The Great Murray River: The Real Tragedy of the Commons

The horizon stretches out before me, flat but for a few clusters of trees. The baked soil makes the horizon dance beneath the hot sun.

It is an arid environment and yet, before my feet spreads out an artificial wetland, complete with ibis, herons, egrets, plovers and ducks. Some of these wetland plots are void of all life, but for the rice shoots, due to air cannons sporadically setting off to scare all other life away.

Around the region, it is not uncommon to find aging signs tied to posts and trees along the roads, warning anyone who cares to listen that without water, we have no farms. I cannot help but feel that I am witnessing a real example of the tragedy of the commons. No story of cowboys feeding stock on a shared land required for, in Australia, we have real farmers on one real waterway.

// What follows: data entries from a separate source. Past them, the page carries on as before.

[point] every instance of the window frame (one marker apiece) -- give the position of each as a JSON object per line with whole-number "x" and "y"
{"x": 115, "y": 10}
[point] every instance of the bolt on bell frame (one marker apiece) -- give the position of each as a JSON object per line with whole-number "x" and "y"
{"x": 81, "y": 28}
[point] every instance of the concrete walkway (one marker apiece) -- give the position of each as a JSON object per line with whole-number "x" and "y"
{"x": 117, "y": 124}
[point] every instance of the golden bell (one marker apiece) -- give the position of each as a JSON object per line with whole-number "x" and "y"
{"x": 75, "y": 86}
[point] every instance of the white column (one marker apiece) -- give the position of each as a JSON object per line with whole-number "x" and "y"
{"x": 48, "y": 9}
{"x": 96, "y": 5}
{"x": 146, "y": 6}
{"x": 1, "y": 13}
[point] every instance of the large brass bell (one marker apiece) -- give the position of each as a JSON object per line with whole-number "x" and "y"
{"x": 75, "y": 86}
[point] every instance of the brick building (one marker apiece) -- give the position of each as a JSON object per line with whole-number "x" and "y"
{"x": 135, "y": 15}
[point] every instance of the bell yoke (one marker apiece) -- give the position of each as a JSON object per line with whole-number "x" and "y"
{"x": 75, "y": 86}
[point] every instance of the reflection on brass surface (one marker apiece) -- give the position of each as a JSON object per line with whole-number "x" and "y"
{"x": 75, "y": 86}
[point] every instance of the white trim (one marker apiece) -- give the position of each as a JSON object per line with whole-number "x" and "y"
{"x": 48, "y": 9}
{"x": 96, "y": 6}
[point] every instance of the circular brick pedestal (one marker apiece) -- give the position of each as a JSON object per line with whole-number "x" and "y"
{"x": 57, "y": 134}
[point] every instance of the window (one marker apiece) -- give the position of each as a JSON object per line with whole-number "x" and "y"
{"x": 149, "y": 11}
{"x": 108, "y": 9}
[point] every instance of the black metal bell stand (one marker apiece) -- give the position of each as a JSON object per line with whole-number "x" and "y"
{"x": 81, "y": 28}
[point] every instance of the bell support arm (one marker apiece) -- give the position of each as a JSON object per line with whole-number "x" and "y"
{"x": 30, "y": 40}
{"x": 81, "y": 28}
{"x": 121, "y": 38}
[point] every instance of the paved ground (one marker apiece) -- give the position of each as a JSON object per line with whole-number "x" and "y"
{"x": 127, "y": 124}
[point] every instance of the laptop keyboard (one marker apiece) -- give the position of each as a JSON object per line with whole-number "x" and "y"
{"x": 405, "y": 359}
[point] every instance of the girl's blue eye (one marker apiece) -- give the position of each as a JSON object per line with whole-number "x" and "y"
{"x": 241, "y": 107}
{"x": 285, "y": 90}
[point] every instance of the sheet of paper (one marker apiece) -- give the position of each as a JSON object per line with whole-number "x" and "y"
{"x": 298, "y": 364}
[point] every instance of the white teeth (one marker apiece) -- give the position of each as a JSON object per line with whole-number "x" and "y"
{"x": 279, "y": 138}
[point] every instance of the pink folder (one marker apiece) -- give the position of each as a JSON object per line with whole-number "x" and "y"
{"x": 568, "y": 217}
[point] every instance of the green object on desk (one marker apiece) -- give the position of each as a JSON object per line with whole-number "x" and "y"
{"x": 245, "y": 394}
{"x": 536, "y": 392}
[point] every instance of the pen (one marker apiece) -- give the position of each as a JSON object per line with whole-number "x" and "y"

Some readers will remember that, under the chapter “Nothing is Wasted” in The Human Island, I discussed the heated response to the Murray Darling Plan in agricultural communities across the waterway. Memories of that time flooded back as I stand over this man-made wetland.

What happens up-stream plays a roll on what happens down-stream. In effect, these farmers are evaporating away wealth stripped away from periodic wetlands and farming communities from the Riverland all the way down to the Lower Lakes solely to grow a subtropical crop on the arid inland of New South Wales. They could do this due simply to the rule; first come, first served.

I have been privileged to have travelled and to work alongside the most of the length of the great River Murray. I have been involved in air quality concerns resulting from the dry Lower Lakes blowing acidic dust around the struggling communities. I have worked alongside individuals measuring pollution due to industrial, residential and agricultural run-off as well as from the icon house boats that drift along the river system. My previous research focused on the productivity of the floodplains to fringing mallee lands while my current work places me in the Murrumbidgee region, further up-stream.

Even more personally, my father was born in Murray Bridge.

More than many Aussies, I have been lucky not to just know the Murray, but to follow the river from the Great Dividing Range all the way to the ocean mouth and to have studied alongside it and appreciate the rich biota at every bend.

Standing over the evaporating pool, after years of appreciation of the hardship at the tail-end, I could not help but shake my head. States and individuals prove that they are not capable of managing the river system properly as independent entities across the river. Gluttonous behaviour follows an inappropriate selfishness wherever the resource first finds itself. Rice fields in the arid inland are iconic to this fact.

We are likely to experience climatic conditions we simply cannot adequately predict to any great certainty simply because they are not what we knew of the Holocene as we push the climate deeper into the Anthropocene. We, along the Murray, may know a wetter future, with the biggest impact being from inundation of housing on the floodplains. More likely, the Australian “boom and bust” cycle will become more prominent and we will need to plan conservatively in how we utilise common resources. Even in the wetter years, we may not be able to excuse rice and cotton crops with any ethical conviction.

Productivity and, more importantly, what we hope to achieve from productivity – prosperity – will need to result from management of vital resources holistically and not based on border boundaries. Moreover, we need to increasingly maximise our return from limited resources and, in the case of our only major river system, this must mean agricultural practices demanding high water efficiency. The strong pull of water conservation down-stream needs to work against the flow and reach the users up-stream. A lot of progress has been made in South Australia to improve water efficiency that could make a difference up-stream.

The first that comes to mind is covering channels to limit evaporation. Another; no crops that require the creation of a wetland. Apart from the ridiculous amount of water loss, the activity creates methane – a further driver taking us away from the stability that favoured our move from hunter-gathers to a point where you are now reading my musings via electrons on computers, tablets and even mobile phones.

I have no sympathy when I read the pleading call on the posters around this region. I have been lucky enough to see what farmers can do when they do not have much water to work with. These people are innovative not solely because of governmental regulations, but more so because other individuals – such as those behind the creation of the “No water, No farms” posters – whom have long taken large quantities of water to produce rice and cotton; water enough so as the Lower Lakes have at times no longer been lakes at all, but instead barren dust pools.

It has been the actions up-stream that have affected the lives and prosperity of communities and ecosystems down-stream. “No water” has been seriously contemplated along the tail-end of this common resource long before the slogan was planted all over the lucky up-stream region.

This river system illustrates a small real world tragedy of the commons. If this one little system cannot be managed properly, how can our global atmosphere?